To be clear, I've not heard from anyone at Polaris. I haven't heard from Brad or anyone in his family – though Brad and I have had enough of a journalist-subject relationship that I now almost consider him a friend, as well as a source. So I don't fucking know what insurance coverage he's got, or what the financial implications of his recent crash will be.

I do know this: Earlier this year, I had a conversation with Brad in which he told me that while Jared Mees was essentially a freelancer, running his own operation out of Kenny Tolbert's shop in Texas, that he and Bryan Smith were "employees". His word.

So maybe Mees is responsible for his own insurance coverage, but what about Baker and Smith? I imagine that insurance and disability coverage are defined in their contracts with Polaris. I imagine that AMA Pro Racing also provides some supplemental coverage (which would seem typical for a sanctioning body) and I imagine that part of the licensing procedure is showing proof of medical insurance. I've often had to attest that I was insured in order to go racing, but I've never had to actually provide proof of valid coverage. Many amateur racers who rely on employer-provided coverage are probably not covered because there are lots of insurance contracts that specifically exempt the insurer for responsibility for injuries incurred in any speed contest.

To recap, I know fuck all about Baker's actual insurance coverage. Anyone who wants to fill me in, on or off the record, please contact me.

None of this is a diss in any way on the Class of '79 charity. I just wish it wasn't needed in this case.

I wish no one needed the Class of '79 to step in and help out with medical expenses. But it certainly shouldn't be needed when a factory rider gets hurt. That kind of help should be reserved for cash-strapped privateers. Brad might need a lot of help right now, but whatever he needs, it should not be money to "cover expenses above and beyond medical insurance and support provided by Indian Motorcycle..." etc. It would be a lot better if word came back right away, "Thanks for your prayers and best wishes but please don't worry about money; Polaris has that part covered."

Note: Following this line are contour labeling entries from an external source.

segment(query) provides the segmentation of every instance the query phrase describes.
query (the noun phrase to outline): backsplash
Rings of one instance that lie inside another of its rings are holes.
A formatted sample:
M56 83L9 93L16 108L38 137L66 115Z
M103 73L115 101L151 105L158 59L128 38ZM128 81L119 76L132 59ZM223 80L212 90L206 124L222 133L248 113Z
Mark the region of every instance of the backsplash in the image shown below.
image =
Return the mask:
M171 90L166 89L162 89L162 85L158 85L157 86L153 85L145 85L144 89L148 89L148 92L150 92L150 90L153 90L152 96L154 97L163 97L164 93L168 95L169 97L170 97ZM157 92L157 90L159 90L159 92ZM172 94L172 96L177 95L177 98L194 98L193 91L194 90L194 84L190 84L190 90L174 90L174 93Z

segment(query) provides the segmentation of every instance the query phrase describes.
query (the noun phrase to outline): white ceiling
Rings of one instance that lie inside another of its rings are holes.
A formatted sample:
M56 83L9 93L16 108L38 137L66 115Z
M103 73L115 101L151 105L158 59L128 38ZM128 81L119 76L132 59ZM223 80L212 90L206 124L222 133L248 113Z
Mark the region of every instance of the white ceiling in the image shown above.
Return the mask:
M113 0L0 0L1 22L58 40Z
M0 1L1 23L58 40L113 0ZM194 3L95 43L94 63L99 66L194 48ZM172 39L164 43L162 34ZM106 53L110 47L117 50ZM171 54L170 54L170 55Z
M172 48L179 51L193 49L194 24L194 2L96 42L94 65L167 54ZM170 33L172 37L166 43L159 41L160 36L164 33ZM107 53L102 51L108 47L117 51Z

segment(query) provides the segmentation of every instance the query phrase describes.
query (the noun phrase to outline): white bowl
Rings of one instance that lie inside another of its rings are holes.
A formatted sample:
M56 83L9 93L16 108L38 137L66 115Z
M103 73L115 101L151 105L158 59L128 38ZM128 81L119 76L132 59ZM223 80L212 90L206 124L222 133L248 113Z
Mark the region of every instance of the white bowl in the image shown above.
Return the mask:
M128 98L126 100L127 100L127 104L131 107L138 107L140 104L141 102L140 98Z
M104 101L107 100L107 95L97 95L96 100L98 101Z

Baker is justifiably popular with dirt track racers and fans, and the various fund-raising efforts will probably generate a significant sum most of which will be donated by people who specifically want to help Brad. Whatever amount is disbursed to Brad and his family by the Class of '79 or other charitable groups, that amount should be donated by Polaris, back into the Class of '79's fund for use in the future by privateers who can't expect the support of a multi-billion dollar company.



Funny thing about the Class of '79, which included Wayne Rainey: those were the days when the Grand National Championship exported riders to the World Championship. For a while, the U.S. dominated Grands Prix. Now, we bemoan the scarcity of Americans at the top level. There are a lot of reasons why Europeans now dominate – not the least of which is, we taught them how to race dirt track! But one contributing factor is the Euros all come from places with nationalized health care: They don't have to factor in either outrageous annual insurance costs or the risk of a medical bankruptcy after a serious (or even relatively minor) injury.

Yes, the cost of health care is ridiculous in the U.S. – far higher than in any other first-world/developed nation, all of which have better population health outcomes than we do. I would not be surprised if the total bill for Baker's treatment runs to seven figures, and the reality is that if it'd happened to Marc Marquez in Spain, there wouldn't even be a bill.

That's not Polaris' fault, but Polaris certainly knew what it was getting into when it decided to go racing. Now it should step up. It's great that the Class of '79 was so quick to cobble together a fund-raising program, but it should not have been needed in this case.